As most people know, Mackie has become a leading manufacturer of affordable audio products. The company is perhaps best known for its great line of simple but clean- sounding mixers. The company has gone back to the drawing board with the introduction of the Onyx series. Onyx is the name they have given their new preamp design that they are incorporating into their new generation of mixers. At the same time, Mackie has introduced an eight- channel 1RU mic preamp called the Onyx 800R. This unit has eight balanced mic inputs, with a Mid/Side decoder on the first two channels; two 1/4” DI inputs; and balanced line-level I/O via DB25 connectors. Oh yeah, it also comes with analog-to-digital converters, word clock in, AES/EBU or S/PDIF digital out via DB25, and ADAT lightpipe out. With eight channels of 24-bit A/D conversion, it’s a good companion for Digi 001, 002, or similar digital-recording setups. And because the unit is capable of sampling rates up to 192 kHz, buying an 800R is also an extremely cost- effective way of adding mic preamps and line inputs to higher-end systems.
Each of the input channels has a gain knob; buttons for mic/line switching, polarity reverse, low-cut, and phantom power; an LED indicator for phantom power; and a three- stage LED display for level (-20, 0 dB, and OL). More LED’s for visual level-monitoring would be nice, but three is better than none. Also, if you’re using the 800R to feed a DAW or digital recorder, you’d probably want to use the recording device’s meters instead, downstream of the converters. The 800R is calibrated so that the optimum gain setting for preamp overload and A/D overload are the same. My ears told me when there was overload, and the LED just confirmed it. The manual states that the OL indicator comes on at 22 dBu. I found that minor clipping does occur when the OL indicator flashes momentarily. When really driven, the distortion characteristics of the preamps are somewhat musical, especially on drums. Definitely not a good sound on already overdriven sources like electric guitar, but I liked the lo-fi smash it gave to overhead mics when pushed to the limit. I also took advantage of the overdriven preamp’s distortion to record some lo-fi lead vocal tracks. It made that nice modern vocal sound that has come into favor as of late.

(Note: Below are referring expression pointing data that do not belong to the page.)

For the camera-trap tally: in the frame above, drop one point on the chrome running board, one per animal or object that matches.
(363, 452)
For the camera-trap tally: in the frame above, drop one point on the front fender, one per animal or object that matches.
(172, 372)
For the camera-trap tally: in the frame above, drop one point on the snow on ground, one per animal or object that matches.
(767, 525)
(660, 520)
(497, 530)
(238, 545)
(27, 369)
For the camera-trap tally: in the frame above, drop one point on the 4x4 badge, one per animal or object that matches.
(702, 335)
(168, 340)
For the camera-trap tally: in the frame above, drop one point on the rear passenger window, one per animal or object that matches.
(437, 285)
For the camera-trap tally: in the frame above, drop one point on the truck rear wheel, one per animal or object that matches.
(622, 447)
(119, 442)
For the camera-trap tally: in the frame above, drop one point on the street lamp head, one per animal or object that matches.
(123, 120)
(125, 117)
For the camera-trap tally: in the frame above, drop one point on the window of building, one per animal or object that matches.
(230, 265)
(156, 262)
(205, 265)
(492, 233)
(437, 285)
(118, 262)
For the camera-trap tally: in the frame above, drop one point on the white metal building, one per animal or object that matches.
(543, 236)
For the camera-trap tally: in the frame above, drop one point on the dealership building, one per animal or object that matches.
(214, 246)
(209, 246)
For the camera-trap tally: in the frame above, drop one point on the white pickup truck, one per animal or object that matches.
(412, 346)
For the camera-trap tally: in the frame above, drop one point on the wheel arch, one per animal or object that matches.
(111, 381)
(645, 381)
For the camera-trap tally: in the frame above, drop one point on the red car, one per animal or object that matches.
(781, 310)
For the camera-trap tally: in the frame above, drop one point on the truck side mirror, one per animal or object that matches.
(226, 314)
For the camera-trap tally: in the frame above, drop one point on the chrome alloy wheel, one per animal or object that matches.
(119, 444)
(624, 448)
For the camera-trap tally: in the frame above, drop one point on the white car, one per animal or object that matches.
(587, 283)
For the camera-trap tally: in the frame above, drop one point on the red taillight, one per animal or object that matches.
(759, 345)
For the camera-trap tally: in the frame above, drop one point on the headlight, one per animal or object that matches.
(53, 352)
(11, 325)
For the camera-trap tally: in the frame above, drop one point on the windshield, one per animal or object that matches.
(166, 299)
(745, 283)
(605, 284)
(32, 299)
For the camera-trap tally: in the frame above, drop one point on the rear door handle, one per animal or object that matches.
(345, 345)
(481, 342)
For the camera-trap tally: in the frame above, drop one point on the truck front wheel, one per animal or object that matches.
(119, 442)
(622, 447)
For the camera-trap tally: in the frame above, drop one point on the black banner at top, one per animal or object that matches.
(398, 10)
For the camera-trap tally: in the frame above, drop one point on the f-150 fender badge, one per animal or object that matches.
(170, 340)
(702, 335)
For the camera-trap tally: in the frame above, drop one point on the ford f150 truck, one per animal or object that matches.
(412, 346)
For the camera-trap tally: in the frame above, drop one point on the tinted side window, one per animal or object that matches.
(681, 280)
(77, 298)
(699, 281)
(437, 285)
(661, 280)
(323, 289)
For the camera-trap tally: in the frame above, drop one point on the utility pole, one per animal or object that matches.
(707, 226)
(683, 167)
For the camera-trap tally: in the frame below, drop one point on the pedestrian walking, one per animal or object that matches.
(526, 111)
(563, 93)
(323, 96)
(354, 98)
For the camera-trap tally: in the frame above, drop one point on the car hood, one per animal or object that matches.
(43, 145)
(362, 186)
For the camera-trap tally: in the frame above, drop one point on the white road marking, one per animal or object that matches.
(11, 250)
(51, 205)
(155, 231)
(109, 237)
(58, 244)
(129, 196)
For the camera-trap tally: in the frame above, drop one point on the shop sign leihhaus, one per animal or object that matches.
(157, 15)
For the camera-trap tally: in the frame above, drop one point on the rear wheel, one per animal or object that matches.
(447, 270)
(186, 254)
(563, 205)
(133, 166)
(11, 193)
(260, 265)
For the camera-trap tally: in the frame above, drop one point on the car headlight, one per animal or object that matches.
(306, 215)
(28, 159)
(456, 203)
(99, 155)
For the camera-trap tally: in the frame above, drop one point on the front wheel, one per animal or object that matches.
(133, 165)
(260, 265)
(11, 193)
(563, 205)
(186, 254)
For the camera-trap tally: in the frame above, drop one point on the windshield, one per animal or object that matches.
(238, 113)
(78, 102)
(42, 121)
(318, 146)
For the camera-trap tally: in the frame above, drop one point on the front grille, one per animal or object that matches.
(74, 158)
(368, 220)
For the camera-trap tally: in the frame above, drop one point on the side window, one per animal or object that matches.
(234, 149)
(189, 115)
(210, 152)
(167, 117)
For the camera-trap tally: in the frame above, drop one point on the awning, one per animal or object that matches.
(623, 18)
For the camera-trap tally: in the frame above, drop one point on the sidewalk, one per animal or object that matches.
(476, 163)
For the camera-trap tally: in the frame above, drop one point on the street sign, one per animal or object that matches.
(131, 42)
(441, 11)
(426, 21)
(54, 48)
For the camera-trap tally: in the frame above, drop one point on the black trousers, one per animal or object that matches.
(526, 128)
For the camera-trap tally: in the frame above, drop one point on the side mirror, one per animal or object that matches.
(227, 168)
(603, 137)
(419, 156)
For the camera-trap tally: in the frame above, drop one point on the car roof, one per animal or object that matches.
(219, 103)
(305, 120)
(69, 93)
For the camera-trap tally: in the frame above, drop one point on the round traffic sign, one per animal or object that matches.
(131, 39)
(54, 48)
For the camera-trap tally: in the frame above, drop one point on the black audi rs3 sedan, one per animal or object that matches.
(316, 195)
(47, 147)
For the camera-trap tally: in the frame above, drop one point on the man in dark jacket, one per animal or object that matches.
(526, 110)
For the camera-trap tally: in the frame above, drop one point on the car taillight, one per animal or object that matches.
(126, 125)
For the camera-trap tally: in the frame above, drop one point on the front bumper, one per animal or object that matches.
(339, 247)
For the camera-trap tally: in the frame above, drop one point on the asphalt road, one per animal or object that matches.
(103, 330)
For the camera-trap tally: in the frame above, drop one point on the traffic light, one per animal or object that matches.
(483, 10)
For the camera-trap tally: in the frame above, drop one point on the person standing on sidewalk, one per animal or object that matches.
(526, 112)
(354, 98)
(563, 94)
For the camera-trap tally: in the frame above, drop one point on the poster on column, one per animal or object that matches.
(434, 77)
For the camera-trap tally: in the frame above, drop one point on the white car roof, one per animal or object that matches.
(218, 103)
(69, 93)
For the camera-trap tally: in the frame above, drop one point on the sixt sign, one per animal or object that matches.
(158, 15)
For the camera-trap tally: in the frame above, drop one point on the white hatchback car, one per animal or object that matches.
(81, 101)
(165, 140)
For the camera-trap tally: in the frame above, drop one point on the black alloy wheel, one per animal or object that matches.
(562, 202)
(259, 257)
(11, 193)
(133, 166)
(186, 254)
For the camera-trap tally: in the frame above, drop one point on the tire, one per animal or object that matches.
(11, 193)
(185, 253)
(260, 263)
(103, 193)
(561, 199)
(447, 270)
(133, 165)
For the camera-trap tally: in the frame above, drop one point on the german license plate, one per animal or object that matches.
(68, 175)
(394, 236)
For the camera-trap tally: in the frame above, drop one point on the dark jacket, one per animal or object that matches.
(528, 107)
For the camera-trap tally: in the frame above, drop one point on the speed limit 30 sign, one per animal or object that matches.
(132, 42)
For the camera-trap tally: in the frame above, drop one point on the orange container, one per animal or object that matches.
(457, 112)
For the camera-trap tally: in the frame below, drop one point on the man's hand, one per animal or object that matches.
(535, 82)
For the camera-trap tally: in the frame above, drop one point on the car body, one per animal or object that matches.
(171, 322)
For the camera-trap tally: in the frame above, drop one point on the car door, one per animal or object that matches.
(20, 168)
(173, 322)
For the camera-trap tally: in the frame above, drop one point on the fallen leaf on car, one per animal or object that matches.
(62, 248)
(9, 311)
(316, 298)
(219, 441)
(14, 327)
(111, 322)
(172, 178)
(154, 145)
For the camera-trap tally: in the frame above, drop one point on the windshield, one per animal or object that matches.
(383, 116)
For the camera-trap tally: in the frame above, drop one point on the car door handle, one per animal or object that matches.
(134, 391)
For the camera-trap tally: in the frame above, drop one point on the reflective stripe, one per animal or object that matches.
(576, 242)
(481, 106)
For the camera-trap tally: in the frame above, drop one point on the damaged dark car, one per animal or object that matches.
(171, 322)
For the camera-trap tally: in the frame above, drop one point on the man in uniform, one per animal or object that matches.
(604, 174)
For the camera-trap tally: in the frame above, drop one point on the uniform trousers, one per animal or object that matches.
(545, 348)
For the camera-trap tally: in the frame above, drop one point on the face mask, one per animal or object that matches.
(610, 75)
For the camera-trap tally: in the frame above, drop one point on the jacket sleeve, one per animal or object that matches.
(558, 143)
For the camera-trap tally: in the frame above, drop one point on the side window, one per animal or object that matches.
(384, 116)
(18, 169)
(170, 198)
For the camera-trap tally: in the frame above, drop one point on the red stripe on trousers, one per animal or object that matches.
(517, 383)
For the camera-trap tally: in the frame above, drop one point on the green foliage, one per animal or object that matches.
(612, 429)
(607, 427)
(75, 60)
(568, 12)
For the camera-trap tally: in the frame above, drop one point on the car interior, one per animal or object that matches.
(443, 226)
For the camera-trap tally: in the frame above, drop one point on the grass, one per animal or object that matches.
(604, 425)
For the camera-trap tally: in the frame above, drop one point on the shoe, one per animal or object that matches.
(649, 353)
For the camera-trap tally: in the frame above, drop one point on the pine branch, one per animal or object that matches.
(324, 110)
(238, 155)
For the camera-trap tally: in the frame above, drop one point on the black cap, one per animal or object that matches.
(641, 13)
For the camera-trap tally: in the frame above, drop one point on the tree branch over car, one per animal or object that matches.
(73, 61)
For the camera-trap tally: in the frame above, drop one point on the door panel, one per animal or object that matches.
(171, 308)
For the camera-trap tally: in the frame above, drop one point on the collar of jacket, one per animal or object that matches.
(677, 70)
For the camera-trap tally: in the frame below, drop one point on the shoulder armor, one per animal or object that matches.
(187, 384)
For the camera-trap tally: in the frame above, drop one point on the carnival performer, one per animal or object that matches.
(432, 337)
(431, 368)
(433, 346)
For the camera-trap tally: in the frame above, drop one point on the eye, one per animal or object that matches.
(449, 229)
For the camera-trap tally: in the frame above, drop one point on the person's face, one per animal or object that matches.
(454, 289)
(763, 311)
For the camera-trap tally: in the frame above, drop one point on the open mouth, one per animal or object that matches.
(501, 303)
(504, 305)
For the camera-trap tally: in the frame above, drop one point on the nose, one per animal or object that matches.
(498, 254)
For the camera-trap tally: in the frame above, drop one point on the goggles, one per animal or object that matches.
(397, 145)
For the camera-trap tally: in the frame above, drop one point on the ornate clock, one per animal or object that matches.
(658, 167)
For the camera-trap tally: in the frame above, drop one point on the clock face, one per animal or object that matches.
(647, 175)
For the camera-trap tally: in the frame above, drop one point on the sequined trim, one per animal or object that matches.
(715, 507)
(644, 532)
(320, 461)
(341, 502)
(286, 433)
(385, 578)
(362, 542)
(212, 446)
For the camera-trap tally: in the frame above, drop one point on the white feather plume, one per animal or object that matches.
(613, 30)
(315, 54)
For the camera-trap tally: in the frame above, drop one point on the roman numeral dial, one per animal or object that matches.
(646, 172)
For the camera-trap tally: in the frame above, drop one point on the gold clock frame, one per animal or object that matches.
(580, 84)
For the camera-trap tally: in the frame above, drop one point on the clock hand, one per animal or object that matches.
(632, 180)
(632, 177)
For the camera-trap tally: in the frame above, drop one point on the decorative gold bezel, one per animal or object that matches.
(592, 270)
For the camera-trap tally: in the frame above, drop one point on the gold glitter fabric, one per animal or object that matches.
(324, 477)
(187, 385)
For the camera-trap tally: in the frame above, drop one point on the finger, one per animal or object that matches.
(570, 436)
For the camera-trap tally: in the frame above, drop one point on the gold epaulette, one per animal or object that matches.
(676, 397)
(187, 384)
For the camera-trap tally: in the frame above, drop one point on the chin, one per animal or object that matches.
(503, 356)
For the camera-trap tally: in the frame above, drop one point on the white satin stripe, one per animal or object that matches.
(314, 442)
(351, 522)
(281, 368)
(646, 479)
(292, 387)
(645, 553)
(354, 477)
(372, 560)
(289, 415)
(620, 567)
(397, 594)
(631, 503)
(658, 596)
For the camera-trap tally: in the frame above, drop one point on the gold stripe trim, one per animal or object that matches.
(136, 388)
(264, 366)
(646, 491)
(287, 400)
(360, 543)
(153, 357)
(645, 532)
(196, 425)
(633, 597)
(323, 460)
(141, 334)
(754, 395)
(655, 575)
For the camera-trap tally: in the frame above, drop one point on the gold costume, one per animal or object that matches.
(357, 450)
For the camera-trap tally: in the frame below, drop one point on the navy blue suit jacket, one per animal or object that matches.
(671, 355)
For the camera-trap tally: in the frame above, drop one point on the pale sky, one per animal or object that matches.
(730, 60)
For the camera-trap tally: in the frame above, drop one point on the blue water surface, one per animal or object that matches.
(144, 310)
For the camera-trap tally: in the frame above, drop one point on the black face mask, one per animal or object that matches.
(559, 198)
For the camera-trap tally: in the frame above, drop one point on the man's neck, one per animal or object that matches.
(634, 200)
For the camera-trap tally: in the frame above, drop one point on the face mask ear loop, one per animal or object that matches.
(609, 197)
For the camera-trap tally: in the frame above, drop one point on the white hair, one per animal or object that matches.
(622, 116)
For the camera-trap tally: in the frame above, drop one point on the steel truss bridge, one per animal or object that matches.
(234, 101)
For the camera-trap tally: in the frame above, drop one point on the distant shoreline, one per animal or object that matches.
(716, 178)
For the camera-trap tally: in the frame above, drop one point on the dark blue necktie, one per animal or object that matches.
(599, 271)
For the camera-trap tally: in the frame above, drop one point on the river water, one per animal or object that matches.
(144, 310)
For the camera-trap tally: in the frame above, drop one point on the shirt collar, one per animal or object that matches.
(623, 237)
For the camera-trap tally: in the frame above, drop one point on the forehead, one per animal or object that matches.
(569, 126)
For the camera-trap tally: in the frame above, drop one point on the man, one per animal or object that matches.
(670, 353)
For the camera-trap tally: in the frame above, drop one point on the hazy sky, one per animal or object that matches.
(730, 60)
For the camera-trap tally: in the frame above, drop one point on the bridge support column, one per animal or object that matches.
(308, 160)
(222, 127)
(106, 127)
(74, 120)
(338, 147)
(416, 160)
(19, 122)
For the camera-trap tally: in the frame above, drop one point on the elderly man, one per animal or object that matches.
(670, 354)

In addition to the standard controls and indicators found on all the input channels, Channels 1 and 2 have impedance selection with settings for 300, 500, 1300, and 2400 Ohms. 2400 is a good place to start since the remaining six channels are set to 2400 Ohms. Impedance matching is one of those “advanced” ideas that good mic preamps often offer, and for many beginning engineers, it is largely misunderstood. Most mics will behave quite well on the 2400 Ohms setting. The other choices are for matching input impedance to vintage condensers and older ribbon mics. Use your ears if you don’t know your mic’s rated impedance to hear which impedance setting sounds best, as the incorrect settings will result in weaker sound and will require more gain from the preamp. Channels 1 and 2 also incorporate a Mid/Side decoder, but there is one little drawback. The decoder engagement switch is on the rear panel, making it hard to access if the 800R is rackmounted; and there is no LED indicator to let you know if the MS decoder is on. The decoder button, like the polarity and low-cut buttons, has a white band towards the rear half of the button that is visible only when the button is out, but this is pretty much impossible to see when the unit is in a wired rack. Channels 7 and 8 have front-panel 1/4” jacks with selector switches. Nice and handy for quick hook-up of keyboards and guitar processors! All eight inputs are always routed to the converters, so having two front-panel DI’s with digital out is also very handy. Like the mic preamps, the DI’s sounded very neutral to me.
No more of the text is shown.